Kurzgeschichten schreiben – mehr als nur ein Hobby? (Teil 5)
Da saß ich nun. Jeden Abend nach Dienstschluss fuhr ich umgehend in mein minimalistisch eingerichtetes 15 qm-Appartement in Berlin und hämmerte in die Tasten meines Laptops. 90-Stunden-Wochen und mehr auf fünf Arbeitstage reduziert waren mittlerweile für mich der Normalzustand geworden (das hat sich übrigens bis heute nicht wesentlich geändert). Es hatte mich beruflich hierhin verschlagen. Aber ich wollte das alles nicht mehr. Jeder Wochentag war für mich inzwischen zu einem Martyrium geworden. Und meinen Frieden hatte ich nur noch an den Wochenenden zu Hause und während der wenigen Urlaubstage gefunden, die ich mit meiner Familie verbringen konnte.
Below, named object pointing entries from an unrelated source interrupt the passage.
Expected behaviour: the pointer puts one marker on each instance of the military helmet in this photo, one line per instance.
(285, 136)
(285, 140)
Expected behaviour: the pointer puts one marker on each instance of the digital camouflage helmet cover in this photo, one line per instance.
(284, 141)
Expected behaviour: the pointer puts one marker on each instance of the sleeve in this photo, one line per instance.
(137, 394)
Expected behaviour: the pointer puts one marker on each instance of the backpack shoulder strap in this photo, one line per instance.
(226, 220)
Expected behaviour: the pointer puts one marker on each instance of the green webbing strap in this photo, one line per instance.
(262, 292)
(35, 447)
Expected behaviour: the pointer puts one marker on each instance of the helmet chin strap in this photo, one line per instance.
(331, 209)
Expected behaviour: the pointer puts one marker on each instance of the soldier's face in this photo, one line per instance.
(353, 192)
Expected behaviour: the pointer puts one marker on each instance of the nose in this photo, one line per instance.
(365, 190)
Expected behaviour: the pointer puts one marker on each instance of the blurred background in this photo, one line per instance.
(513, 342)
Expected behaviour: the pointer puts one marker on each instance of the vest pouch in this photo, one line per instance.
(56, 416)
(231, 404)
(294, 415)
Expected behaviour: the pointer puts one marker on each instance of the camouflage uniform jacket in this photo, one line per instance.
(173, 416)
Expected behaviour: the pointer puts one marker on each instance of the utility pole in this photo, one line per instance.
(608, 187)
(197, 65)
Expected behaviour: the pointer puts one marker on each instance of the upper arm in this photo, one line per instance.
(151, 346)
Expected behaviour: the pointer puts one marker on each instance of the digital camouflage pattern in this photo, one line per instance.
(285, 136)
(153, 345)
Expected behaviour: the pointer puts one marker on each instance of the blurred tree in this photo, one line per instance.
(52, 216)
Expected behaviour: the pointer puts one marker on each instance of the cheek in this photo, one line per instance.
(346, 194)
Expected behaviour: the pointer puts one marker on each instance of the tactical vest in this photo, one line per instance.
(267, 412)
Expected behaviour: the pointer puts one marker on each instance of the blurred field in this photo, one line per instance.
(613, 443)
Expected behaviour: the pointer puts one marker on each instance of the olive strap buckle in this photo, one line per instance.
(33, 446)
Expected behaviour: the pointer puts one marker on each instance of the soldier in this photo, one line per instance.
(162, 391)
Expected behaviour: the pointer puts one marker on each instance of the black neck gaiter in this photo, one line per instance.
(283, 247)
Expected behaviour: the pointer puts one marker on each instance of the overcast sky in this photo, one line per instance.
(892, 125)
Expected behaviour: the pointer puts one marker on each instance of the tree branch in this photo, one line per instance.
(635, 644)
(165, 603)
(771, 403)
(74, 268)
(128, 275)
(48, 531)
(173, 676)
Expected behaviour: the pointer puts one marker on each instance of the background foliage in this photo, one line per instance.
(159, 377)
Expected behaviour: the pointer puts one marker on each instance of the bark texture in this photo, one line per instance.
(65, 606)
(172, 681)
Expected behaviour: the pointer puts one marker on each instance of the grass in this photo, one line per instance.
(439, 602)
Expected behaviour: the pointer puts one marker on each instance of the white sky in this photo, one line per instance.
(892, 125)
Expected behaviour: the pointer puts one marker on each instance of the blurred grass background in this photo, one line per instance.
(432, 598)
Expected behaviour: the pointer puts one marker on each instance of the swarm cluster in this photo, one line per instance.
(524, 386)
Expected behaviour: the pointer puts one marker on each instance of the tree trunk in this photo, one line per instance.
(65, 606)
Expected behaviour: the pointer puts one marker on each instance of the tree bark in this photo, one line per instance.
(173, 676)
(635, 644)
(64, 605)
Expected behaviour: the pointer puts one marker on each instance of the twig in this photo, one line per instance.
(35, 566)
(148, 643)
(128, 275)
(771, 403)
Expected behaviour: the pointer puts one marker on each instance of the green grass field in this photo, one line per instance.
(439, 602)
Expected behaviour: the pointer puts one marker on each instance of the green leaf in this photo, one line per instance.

Es musste sich etwas ändern. Umgehend. Besser heute als morgen. Und deshalb ging es schon sehr bald nicht mehr um das Schreiben an sich. Darum, einfach alles raus zu lassen, um irgendwann vielleicht auch wieder den Kopf frei zu bekommen. NEIN! Ich kam gut voran. Redete mir ständig ein, dass aus diesem Projekt tatsächlich etwas werden konnte, aus dem Kapital zu schlagen war. Vielleicht würde es weniger sein, als das, was ich mit meinem Job verdiente. Aber egal. Wirklich glücklich war ich jetzt gerade auch nicht. Und wenn ich endlich wieder das hatte, was mir wirklich etwas bedeutete, dann war es einen Verzicht, der sich in einem angemessenen Rahmen hielt, alle Male wert. Notfalls könnte ich mich einige Zeit mit kleineren Nebenbeschäftigungen über Wasser halten? Zudem hätte meine Frau jederzeit in ihren Job zurück gekonnt, der ebenfalls alles andere als unterbezahlt war. Wie auch immer. DAS HIER musste jedenfalls ein Ende haben!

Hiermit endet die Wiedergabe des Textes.